How often have you read that nitrogen hungry vegetables like salad greens or the cabbage family should best be planted in a spot that has previously been planted with peas or beans? The cabbages are supposed to make use of all the nitrogen that the peas and beans have fixed.
A few explanations for inexperienced gardeners:
Nitrogen is one of the most important chemical elements for plants. If there is not enough nitrogen available in the soil they will look pale and their growth will be stunted.
Legumes - all peas and beans are legumes - are plants that work together with soil bacteria called rhizobia, to 'fix' nitrogen, meaning chemically convert the nitrogen in the air to make it availble for the plant. By living in a symbiotic relationship with the rhizobia - the rhizobia live in nodules in the plant's roots - the plant is supposed to meet its own nitrogen needs, fertilizer is not required. In addition, when the crop is harvested and the plant cut back to ground level, the root nodules should release all the valuable nitrogen for following crops.
This is great news and all permaculture designs make extensive use of native legumes to increase the nitrogen level in the soil, but there is a hook.
The relationship between the legume and the rhizobium is highly specialized. The kind of rhizobium suitable for a certain plant will usually be found naturally in the soil in the area where the plant originally developed, after all they developed together.
Well, most of our beans and peas have originated in Europe, so if you live in America or Australia don't expect the required rhizobium to automatically be present in the soil, most likely it's not, and if it is, then probably not in sufficient numbers, (the latter is even true in Europe). That means you will have to fertilize your beans and peas just like any other crop, and growing them makes no difference for the following crop at all.
The other option is to inoculate your beans and peas. Inoculant is the matching rhizobium in a liquid or powder form. It should come with instructions on how to coat the seeds with it before planting. Once present in your soil the rhizobium will happily live there for several years on its own, so if you plant beans again in the same spot a few years later they'll be just fine. This is the most cost-effective and environmentally friendly way to supply nitrogen to plants.
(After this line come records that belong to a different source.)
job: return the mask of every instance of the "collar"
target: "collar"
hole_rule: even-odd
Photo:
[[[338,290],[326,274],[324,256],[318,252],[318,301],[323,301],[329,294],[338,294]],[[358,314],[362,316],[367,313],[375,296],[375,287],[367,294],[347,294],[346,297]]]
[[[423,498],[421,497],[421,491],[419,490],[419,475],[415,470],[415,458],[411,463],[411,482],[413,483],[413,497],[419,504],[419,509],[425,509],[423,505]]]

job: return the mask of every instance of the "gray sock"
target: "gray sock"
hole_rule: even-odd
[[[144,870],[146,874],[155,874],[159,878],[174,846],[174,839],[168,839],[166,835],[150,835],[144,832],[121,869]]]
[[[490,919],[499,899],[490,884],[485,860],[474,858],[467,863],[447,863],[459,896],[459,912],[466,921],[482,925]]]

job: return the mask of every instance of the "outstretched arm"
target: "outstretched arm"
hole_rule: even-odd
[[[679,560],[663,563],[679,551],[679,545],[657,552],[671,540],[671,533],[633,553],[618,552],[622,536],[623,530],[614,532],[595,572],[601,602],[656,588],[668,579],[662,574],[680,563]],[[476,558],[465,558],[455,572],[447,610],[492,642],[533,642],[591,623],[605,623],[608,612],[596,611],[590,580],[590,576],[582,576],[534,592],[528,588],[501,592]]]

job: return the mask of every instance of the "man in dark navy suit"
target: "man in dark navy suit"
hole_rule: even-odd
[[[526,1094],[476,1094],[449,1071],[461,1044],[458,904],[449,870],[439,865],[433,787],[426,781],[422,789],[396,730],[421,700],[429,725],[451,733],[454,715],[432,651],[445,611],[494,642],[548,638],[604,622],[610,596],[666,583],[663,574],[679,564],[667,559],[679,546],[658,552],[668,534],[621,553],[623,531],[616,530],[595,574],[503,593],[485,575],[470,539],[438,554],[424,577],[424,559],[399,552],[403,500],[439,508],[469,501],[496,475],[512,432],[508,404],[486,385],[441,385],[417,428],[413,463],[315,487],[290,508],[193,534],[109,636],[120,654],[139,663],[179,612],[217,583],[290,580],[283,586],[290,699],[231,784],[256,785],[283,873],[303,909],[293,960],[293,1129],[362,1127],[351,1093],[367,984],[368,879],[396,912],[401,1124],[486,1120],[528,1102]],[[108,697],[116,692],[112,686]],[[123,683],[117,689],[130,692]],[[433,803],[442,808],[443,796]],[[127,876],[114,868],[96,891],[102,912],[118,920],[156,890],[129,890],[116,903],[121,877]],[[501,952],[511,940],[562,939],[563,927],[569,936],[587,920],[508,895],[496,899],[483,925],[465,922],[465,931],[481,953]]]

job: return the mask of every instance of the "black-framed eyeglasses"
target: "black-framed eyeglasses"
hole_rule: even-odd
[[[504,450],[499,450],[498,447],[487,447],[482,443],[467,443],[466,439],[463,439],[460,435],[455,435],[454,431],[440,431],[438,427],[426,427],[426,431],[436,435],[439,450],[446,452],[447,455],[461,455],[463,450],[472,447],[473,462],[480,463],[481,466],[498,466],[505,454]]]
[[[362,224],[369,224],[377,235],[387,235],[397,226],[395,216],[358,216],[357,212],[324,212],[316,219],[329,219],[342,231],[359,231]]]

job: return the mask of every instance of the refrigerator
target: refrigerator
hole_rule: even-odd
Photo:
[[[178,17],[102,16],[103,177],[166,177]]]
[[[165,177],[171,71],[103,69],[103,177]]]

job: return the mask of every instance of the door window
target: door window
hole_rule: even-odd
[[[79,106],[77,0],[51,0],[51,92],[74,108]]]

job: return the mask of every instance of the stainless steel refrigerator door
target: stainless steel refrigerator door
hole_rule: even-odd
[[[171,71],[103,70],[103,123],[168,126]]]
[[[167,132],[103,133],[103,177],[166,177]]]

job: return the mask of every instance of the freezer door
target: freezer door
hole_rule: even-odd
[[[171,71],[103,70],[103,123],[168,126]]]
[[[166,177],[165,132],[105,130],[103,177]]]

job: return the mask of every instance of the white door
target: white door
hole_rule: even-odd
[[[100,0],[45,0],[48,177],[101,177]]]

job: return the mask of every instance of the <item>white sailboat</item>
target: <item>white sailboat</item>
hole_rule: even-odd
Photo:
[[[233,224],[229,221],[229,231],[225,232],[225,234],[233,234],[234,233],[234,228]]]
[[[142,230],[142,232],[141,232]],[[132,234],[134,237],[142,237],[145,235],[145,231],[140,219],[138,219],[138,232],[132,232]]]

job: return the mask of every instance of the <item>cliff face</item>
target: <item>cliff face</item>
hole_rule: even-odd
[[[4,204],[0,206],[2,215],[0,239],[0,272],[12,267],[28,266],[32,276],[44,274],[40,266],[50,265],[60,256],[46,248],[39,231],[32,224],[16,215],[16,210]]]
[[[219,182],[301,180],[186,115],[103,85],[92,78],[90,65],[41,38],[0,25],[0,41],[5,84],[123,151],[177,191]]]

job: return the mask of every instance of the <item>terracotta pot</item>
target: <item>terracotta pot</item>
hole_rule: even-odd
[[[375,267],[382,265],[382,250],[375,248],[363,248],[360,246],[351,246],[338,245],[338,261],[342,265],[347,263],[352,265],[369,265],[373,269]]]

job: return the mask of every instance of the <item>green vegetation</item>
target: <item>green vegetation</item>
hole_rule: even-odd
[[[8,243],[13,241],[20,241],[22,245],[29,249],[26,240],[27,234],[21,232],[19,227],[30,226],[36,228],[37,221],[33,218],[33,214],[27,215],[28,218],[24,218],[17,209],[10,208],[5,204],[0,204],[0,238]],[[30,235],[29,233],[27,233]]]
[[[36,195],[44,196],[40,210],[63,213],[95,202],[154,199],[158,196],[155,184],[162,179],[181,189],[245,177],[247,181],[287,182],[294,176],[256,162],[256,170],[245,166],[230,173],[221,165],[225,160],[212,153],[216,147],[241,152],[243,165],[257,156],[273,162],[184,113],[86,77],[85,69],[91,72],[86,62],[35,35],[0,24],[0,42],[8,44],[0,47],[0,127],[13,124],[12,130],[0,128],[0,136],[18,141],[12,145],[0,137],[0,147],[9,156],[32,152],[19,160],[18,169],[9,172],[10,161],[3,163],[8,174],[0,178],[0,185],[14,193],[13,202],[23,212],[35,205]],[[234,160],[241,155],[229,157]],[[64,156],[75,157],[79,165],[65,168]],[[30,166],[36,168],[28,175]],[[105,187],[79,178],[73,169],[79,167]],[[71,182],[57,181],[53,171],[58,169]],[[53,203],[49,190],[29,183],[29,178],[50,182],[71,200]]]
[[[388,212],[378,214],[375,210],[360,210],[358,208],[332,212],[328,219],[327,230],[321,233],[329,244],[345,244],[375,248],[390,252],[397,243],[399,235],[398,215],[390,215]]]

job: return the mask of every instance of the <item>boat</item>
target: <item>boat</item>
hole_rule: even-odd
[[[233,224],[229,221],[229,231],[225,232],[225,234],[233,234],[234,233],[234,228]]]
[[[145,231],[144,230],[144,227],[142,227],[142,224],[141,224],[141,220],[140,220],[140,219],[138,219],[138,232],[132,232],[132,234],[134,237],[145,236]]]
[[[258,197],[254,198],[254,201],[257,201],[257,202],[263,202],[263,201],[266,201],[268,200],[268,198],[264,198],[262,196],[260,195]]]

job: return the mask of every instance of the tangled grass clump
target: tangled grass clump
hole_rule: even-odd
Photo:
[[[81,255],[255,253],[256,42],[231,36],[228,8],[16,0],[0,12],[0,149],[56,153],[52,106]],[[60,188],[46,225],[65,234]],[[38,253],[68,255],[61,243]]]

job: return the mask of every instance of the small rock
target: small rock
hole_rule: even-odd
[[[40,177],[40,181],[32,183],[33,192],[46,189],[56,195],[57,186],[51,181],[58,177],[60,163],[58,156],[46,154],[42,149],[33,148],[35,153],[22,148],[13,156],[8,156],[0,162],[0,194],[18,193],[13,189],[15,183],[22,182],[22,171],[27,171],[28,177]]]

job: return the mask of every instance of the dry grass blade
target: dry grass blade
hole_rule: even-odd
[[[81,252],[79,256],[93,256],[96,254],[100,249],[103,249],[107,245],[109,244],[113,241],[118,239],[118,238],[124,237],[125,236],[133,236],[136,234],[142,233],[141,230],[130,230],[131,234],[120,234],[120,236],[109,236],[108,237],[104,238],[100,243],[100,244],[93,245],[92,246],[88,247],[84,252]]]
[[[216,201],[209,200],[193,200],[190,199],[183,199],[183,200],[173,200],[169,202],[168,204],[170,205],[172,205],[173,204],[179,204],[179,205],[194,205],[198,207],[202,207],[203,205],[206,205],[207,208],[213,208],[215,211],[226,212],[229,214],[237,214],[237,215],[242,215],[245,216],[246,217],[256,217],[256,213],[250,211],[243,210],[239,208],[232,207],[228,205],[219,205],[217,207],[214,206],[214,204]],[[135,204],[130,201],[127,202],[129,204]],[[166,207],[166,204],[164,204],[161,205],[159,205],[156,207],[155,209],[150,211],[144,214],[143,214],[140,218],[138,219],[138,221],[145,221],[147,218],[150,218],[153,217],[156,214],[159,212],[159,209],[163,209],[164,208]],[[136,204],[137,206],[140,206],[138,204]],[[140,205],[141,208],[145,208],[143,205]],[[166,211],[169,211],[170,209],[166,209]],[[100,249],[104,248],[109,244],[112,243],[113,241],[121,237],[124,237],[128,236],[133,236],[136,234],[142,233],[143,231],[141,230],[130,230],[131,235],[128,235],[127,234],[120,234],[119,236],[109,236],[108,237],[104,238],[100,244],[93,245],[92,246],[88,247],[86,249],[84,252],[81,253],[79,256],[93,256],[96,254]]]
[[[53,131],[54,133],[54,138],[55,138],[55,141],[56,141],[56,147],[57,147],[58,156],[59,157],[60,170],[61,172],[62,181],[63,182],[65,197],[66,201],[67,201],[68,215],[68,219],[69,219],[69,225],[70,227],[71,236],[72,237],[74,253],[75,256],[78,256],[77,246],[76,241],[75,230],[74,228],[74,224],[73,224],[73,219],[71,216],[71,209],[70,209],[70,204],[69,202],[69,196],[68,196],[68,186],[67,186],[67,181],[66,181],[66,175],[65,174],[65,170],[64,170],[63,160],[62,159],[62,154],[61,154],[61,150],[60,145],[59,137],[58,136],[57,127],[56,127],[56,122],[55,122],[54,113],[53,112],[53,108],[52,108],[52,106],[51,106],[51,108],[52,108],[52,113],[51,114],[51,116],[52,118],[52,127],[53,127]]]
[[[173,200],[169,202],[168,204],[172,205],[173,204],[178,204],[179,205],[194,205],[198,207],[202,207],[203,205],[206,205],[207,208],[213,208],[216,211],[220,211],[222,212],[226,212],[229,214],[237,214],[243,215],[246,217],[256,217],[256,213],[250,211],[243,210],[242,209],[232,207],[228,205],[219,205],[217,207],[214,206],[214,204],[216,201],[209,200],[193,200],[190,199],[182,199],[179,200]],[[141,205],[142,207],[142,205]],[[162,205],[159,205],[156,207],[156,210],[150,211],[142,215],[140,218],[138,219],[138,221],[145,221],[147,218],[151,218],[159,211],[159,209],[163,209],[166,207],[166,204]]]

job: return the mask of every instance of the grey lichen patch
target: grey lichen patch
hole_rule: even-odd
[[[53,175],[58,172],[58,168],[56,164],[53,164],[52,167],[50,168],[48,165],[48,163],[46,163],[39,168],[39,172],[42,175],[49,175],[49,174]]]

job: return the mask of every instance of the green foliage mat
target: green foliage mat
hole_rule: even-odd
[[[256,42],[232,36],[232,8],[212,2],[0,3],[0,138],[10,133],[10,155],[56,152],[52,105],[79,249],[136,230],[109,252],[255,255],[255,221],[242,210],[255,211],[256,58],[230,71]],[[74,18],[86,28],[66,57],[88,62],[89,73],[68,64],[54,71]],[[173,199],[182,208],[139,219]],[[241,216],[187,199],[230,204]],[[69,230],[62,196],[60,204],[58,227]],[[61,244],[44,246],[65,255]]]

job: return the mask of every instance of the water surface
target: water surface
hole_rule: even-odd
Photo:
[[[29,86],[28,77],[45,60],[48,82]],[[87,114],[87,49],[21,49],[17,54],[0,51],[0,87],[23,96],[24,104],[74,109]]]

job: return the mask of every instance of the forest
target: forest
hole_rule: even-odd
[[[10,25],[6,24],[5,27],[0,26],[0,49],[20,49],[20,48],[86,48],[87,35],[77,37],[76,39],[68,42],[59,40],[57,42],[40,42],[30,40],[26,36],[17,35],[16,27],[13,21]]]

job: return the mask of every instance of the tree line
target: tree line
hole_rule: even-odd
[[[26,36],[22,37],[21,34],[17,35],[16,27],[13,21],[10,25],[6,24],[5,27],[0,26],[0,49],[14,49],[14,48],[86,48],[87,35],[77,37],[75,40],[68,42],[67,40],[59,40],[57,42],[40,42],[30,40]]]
There's one more option, I'd like to call it the permaculture option. There are many native legumes, trees, shrubs and other kinds. Since nobody ever fertilized them they had to make do by themselves, so they developed these relationships with the rhizobia. If you grow a legume that's native to your area the required rhizobium will be present in your soil.
Use the natives as a cover crop, as an in between crop (talking both time and space here), slash or prune them regularly, get creative and find ways to incorporate them into your garden design. They don't need looking after, they just spent thousands of years adapting themselves to your particular soil and climate. As they grow they work for you, by converting the nitrogen in the air into nitrogen for your plants. No need to buy inoculant, no need to buy fertilizer, and no need to spread it. Sounds like a good deal to me.